November 11, 2011 A new law banning the importation of slave labor from China’s Xinjiang region has left more than 1,000 solar panels worth hundreds of millions of dollars in storage at U.S. ports since June, according to federal customs officials and industry sources.
The previously unreported level of seizures, a policy intended to pressure Beijing over Uyghur detention camps in Xinjiang, shows that the Biden administration is delaying efforts to decarbonize the U.S. energy sector to fight climate change.
U.S. Customs and Border Protection seized 1,053 solar devices between June 21, when the Uyghur Mandatory Labor Protection Act went into effect, and October 25. It has just been released.
The agency would not identify the manufacturers or confirm details of the number of solar devices in the shipments, citing a federal law that protects confidential trade secrets.
Three industry sources familiar with the matter told Reuters the seized products included panels and polysilicon cells with capacities of up to 1 gigawatt and were mainly made by three Chinese manufacturers – Longi Green Energy Technology Co Ltd ( 601012.SS ), Trina Solar Co Ltd ( 688599.SS ) and JinkoSolar. Holding Co (JKS.N).
Combined, Longhi, Trina, and Ginco usually account for up to one-third of U.S. panel supplies. But the companies have halted new shipments to the United States and additional shipments will also be detained, industry sources said.
The sources requested anonymity because they are not authorized to speak publicly on the matter.
China accepts abuses in Xinjiang. Beijing initially said there were no internment camps, but later admitted it had set up “vocational training centers” in Xinjiang necessary to curb terrorism, separatism and religious extremism.
Chinese Foreign Ministry spokesman Zhao Lijian told a regular news report on Friday that the suggestion about the use of forced labor in Xinjiang is “a lie of the century concocted by a few anti-China individuals” and will hinder the global response to climate change. .
“The US side should immediately stop the unreasonable suppression of Chinese photovoltaic enterprises and release the seized solar panel units as soon as possible,” he said.
In an email, Ginco said it is working with CBP on documentation to prove the supplies are not related to forced labor and is “confident the shipment will be accepted.”
Longi and Trina did not respond to requests for comment.
The shutdown is a challenge for U.S. solar development as the Biden administration seeks to decarbonize the U.S. economy and implement new inflation-reduction legislation that promotes clean energy technologies to fight climate change.
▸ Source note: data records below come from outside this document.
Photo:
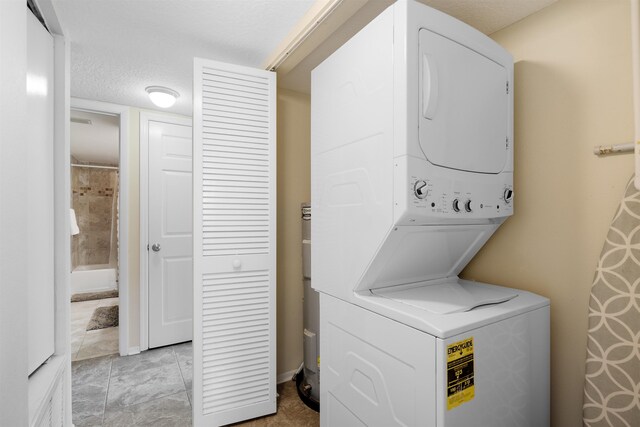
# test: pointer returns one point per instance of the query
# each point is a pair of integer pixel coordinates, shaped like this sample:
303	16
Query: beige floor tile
100	342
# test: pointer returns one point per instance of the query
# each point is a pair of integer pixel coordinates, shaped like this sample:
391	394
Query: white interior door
234	243
170	262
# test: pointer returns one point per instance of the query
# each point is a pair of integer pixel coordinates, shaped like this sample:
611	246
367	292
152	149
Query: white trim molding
123	235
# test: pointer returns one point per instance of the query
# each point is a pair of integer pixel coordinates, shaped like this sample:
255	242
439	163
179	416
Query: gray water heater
308	379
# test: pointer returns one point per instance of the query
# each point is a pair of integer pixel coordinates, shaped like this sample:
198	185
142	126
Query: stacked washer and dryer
412	172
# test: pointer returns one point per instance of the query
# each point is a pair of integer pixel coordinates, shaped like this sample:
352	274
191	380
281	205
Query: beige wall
294	184
573	91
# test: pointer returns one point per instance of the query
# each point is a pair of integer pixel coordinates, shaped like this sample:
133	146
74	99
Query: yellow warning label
460	384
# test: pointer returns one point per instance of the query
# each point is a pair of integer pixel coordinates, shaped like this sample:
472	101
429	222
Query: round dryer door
464	111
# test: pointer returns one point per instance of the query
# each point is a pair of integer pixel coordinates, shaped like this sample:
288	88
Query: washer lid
449	297
464	106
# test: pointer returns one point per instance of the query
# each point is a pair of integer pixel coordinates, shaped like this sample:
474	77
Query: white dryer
412	172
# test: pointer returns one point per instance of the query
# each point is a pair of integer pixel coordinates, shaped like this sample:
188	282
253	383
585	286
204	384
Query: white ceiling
97	142
119	47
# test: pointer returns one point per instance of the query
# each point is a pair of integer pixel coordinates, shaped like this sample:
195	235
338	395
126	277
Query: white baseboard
285	376
132	351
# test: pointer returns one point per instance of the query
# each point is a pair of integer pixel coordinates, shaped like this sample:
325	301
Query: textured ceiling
488	16
120	47
97	142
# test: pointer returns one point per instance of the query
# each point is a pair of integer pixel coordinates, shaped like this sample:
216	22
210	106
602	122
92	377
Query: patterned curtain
612	382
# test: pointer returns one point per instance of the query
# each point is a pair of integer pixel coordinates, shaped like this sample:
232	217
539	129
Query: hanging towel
74	224
612	378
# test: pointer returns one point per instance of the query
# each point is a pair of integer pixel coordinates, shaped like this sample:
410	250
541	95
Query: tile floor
153	388
88	344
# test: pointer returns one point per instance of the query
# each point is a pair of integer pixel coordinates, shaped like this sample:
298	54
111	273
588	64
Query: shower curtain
612	381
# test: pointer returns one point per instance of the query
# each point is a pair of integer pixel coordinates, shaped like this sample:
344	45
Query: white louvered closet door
234	235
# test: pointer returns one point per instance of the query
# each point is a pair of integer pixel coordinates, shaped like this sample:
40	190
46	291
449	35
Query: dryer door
464	107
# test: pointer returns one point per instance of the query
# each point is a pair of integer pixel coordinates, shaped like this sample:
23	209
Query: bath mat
612	376
89	296
103	317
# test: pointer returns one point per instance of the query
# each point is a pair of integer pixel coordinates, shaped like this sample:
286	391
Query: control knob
467	206
508	195
420	189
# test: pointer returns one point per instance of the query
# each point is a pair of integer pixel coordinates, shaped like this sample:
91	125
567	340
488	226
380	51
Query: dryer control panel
433	193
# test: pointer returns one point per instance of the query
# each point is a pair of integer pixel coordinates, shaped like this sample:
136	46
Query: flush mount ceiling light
162	97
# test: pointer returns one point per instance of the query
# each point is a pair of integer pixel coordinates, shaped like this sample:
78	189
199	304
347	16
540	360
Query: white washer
412	172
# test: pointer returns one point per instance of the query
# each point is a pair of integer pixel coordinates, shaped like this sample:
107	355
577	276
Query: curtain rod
603	150
94	166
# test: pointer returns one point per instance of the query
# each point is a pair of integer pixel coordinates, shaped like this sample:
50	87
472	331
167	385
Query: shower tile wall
94	199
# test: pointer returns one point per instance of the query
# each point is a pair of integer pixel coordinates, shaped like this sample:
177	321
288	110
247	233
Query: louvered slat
234	340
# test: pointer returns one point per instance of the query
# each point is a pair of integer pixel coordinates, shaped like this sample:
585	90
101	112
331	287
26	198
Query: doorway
98	157
95	161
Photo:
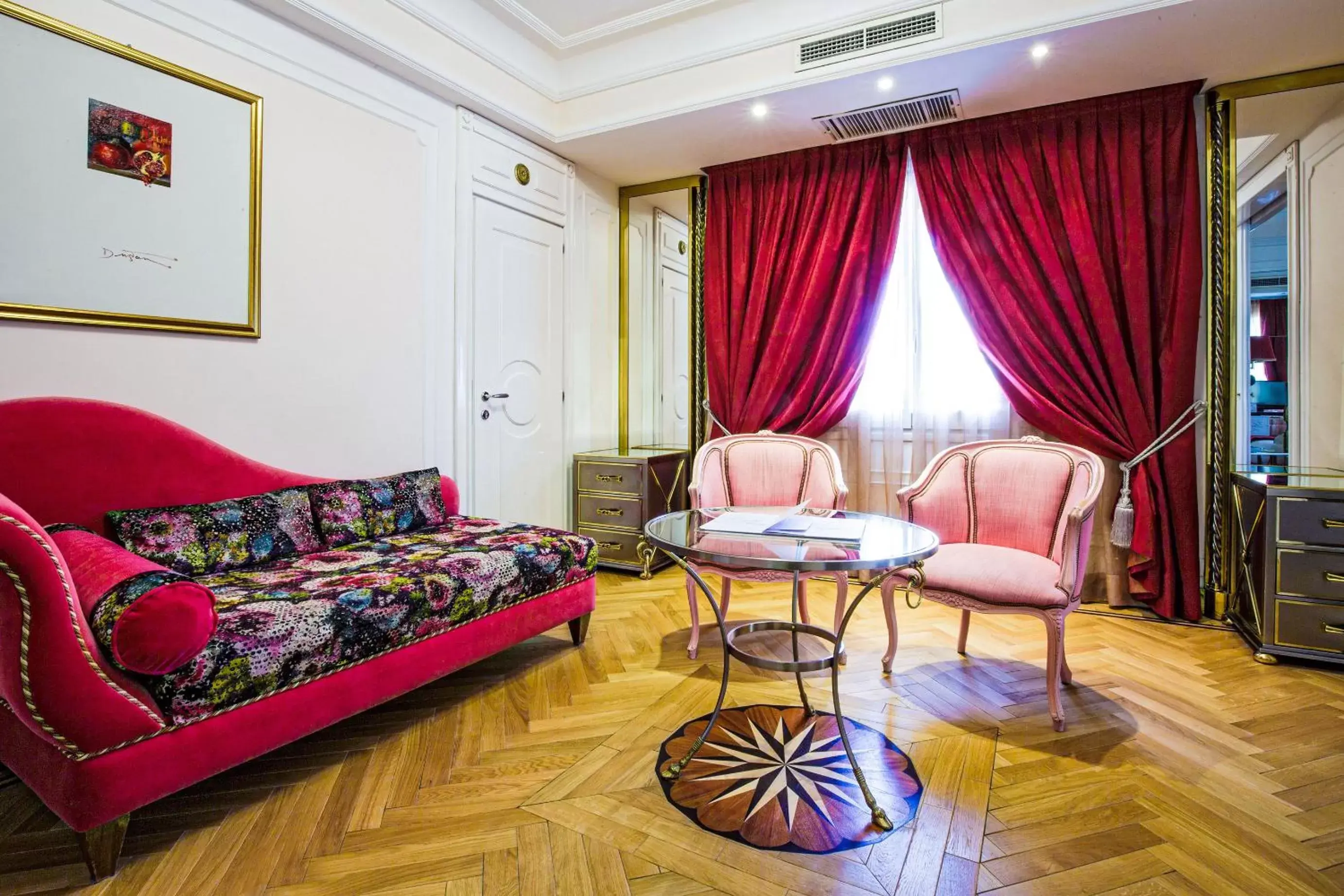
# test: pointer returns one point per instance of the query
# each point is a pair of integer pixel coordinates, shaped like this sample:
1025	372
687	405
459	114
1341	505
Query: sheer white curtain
925	383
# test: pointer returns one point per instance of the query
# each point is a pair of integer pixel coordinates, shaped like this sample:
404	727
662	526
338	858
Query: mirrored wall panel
1290	279
659	308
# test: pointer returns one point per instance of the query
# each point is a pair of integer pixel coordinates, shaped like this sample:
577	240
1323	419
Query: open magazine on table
791	523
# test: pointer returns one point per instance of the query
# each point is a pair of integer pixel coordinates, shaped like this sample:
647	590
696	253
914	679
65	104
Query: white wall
355	369
1323	288
339	382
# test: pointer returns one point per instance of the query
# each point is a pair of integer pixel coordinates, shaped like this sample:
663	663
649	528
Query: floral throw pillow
195	539
363	509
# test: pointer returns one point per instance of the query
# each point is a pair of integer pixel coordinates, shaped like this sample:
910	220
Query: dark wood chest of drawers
616	493
1288	555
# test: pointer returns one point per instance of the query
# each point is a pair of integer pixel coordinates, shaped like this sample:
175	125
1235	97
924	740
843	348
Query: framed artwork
131	186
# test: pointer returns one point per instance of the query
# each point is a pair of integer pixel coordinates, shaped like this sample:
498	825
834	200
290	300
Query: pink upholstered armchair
765	469
1015	519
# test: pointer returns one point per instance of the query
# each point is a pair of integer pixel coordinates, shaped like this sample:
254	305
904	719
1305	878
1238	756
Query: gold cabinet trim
1280	643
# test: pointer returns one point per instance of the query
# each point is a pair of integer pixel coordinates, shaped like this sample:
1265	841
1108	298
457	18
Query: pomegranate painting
129	144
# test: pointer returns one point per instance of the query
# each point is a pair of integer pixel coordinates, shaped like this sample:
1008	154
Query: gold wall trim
143	321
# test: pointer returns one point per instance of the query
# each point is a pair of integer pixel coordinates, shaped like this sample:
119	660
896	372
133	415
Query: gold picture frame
252	328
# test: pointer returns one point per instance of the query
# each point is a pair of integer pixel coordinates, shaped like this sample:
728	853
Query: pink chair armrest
913	491
1076	547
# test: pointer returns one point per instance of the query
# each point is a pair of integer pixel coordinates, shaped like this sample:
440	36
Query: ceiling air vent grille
873	36
890	117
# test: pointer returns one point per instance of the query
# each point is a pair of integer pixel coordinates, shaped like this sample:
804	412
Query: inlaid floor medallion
776	778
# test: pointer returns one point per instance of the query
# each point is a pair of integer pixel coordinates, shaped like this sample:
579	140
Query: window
923	355
925	386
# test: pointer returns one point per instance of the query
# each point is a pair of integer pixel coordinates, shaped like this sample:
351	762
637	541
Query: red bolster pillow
148	618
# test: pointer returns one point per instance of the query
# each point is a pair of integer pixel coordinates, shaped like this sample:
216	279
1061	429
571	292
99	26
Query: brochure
788	523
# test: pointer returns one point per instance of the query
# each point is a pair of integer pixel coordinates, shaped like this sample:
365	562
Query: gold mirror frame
1221	312
694	184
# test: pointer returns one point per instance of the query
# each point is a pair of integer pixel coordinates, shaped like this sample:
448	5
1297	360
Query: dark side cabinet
616	493
1288	597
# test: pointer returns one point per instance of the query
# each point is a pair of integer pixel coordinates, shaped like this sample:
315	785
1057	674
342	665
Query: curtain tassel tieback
1123	524
714	420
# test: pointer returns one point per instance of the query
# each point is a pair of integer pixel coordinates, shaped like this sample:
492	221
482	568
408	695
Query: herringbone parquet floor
1187	769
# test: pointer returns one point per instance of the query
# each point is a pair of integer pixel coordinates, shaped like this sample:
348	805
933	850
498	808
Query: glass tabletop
886	543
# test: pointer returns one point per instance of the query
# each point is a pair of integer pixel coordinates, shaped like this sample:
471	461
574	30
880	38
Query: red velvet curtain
798	249
1072	235
1273	314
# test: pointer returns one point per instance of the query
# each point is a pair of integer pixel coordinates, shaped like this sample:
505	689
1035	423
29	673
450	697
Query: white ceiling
637	90
565	23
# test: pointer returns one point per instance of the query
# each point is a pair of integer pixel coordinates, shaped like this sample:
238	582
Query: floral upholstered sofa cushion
195	539
291	621
359	509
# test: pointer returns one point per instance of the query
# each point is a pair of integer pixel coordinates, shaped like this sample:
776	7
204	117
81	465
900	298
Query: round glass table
886	547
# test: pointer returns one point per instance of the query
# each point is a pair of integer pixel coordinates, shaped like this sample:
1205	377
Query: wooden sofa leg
578	628
101	847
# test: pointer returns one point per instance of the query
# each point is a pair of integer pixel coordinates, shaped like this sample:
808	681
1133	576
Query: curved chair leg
694	645
1054	664
965	631
842	601
889	609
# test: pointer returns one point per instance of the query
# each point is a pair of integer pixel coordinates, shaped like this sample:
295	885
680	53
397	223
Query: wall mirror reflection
659	289
1290	279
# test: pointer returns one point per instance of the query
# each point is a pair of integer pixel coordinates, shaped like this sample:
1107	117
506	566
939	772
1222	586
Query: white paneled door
519	471
675	327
U.S. solar installations fell 23 percent in the third quarter, with nearly 23 gigawatts of solar projects delayed, mostly because they couldn’t get panels, according to the American Clean Power Association, a trade group.
ACP urged the Biden administration to reform the import inspection process.
“After more than four months of solar panels being reviewed by the UFLPA, none have been disposed of, but instead remain stuck in limbo without end,” he said in a statement.
The UFLPA presumes that all goods imported from Xinjiang are made with forced labor and requires manufacturers to show documentation that the imported goods are returned to raw materials.
CBP does not comment on detentions or say when they may be released or turned away. “Ultimately, it depends on how quickly an importer can provide adequate documentation,” said CBP spokeswoman Rhonda Lawson.
Longi, Trina and Ginko source most of their polysilicon from US and European suppliers such as Hemlock Semiconductor, a joint venture between Michigan-based Corning Inc and Shin-Issu Handotai Co Ltd and Germany’s Wacker Chemie, industry sources said.
A Wacker spokesman would not comment on U.S. claims, but said the company sources quartzite from suppliers in Norway, Spain and France.
“Our purchasing strategy gives us reason to believe that the products used in our supply chain are made in a manner that respects human rights,” said spokesman Christoph Bachmeier.
Hemlock said in a statement that it sources all of its metallic grade silicon from suppliers that use quartz minerals in North and South America.
CBP previously said about 1,700 shipments worth $516.3 million were seized under the UFLPA through September, but it has not previously detailed how many of those shipments contained solar equipment.
The EU has proposed a ban on imports from Xinjiang, but has not implemented one.